Manche Senioren waren besorgt, dass das «Eingesperrtsein» sie daran hindern würde, ihre letzten gesunden Monate und den Kontakt mit ihren Lieben zu geniessen.
Das Social Distancing und Schutzmassnahmen, wie etwa das Tragen von Masken, beeinträchtigte bei Menschen mit kognitiven Einschränkungen oft die Orientierungsmöglichkeiten, was teilweise zu einer Verschlechterung ihrer Symptome führte.

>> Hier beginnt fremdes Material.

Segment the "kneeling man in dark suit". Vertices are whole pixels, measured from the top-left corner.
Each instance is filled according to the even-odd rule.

Für andere war der Lockdown eine Gelegenheit, Neues zu lernen, die Beziehung zu Familie und Freunden zu stärken (per Telefon oder durch Videoanrufe) und dank dem Internet neue kulturelle Aktivitäten zu entdecken. Wie bei der übrigen Bevölkerung haben die sozialen Ungleichheiten die Erfahrung der Krise stark beeinflusst.

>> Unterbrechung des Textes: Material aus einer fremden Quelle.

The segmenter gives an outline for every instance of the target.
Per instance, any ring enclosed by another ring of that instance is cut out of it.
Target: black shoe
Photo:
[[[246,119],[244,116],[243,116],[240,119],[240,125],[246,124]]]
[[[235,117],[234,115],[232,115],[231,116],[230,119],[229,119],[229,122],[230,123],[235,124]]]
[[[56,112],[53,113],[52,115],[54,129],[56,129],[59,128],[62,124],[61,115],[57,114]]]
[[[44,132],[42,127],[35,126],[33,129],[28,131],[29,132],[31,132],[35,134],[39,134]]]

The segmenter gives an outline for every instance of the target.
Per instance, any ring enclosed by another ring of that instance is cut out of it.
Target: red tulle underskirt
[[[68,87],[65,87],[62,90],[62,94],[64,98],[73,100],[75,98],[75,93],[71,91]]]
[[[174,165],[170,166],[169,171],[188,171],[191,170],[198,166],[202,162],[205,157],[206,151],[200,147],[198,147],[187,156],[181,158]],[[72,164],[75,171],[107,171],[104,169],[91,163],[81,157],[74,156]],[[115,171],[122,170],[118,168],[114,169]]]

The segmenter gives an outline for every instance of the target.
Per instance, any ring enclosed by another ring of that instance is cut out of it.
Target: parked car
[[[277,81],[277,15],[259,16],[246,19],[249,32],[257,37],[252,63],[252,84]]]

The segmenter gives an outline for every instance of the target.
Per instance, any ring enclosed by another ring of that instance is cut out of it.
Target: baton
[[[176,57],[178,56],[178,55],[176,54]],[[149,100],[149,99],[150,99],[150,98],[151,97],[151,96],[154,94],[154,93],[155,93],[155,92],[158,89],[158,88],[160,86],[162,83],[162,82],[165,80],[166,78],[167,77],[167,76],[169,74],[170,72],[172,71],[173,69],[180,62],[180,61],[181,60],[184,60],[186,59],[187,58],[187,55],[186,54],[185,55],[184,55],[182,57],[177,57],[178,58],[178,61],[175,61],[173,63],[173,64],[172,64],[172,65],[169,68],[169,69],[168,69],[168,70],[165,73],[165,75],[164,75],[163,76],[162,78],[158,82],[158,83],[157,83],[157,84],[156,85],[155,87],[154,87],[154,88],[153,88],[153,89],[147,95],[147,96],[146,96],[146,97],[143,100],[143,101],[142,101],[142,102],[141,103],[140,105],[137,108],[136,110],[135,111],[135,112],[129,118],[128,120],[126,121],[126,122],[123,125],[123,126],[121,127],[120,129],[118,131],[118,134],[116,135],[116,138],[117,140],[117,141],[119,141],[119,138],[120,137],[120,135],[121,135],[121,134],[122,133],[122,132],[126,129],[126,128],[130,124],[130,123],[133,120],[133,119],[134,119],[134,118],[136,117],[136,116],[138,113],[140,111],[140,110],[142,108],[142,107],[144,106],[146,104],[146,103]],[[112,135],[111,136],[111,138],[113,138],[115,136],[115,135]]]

Neben dem Gefühl von Einsamkeit, fehlendem Körperkontakt mit Familie und Freunden und mangelnder körperlicher Aktivität sahen sich viele ältere Menschen mit praktischen Problemen konfrontiert. Das betraf vor allem jene, die das Internet nicht oder nicht ausreichend beherrschen: Wie kann man Zahlungen machen, ohne das Haus zu verlassen?
Wie kann man Bargeld abheben, um die Person zu bezahlen, die den Einkauf gemacht hat?

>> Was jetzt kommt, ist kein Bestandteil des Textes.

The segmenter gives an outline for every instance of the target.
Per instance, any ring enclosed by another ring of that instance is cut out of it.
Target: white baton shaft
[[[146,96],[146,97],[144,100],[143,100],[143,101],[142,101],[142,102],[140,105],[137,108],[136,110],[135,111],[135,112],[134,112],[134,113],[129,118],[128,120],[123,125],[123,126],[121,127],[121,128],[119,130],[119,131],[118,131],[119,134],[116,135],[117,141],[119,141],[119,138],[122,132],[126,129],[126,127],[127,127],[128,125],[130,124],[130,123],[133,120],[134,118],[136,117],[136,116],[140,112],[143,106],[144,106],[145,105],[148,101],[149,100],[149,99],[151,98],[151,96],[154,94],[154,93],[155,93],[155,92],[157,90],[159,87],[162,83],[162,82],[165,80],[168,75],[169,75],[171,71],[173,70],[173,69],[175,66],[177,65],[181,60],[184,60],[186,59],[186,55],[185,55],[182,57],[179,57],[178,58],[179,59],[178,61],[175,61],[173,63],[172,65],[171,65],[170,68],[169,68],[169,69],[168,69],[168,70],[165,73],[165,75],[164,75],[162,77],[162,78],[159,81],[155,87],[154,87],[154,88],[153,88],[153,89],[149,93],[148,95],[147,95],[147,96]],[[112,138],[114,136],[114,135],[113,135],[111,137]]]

Wie informiert man sich über Lieferdienste in der Nachbarschaft? Es gab auch Berichte über Betrügereien mit älteren Menschen, bei denen die für den Einkauf verantwortliche Person das Geld nahm und dann verschwand.
Für die Bewohnenden von Pflegeheimen und ihre Angehörigen war es aufgrund von Unsicherheit, Isolation, eingeschränkten Freiheiten und Einsamkeit oft eine schwierige Zeit. Viele befürchteten, dass sie in ihren Zimmern isoliert werden, ohne Kontakt zu anderen.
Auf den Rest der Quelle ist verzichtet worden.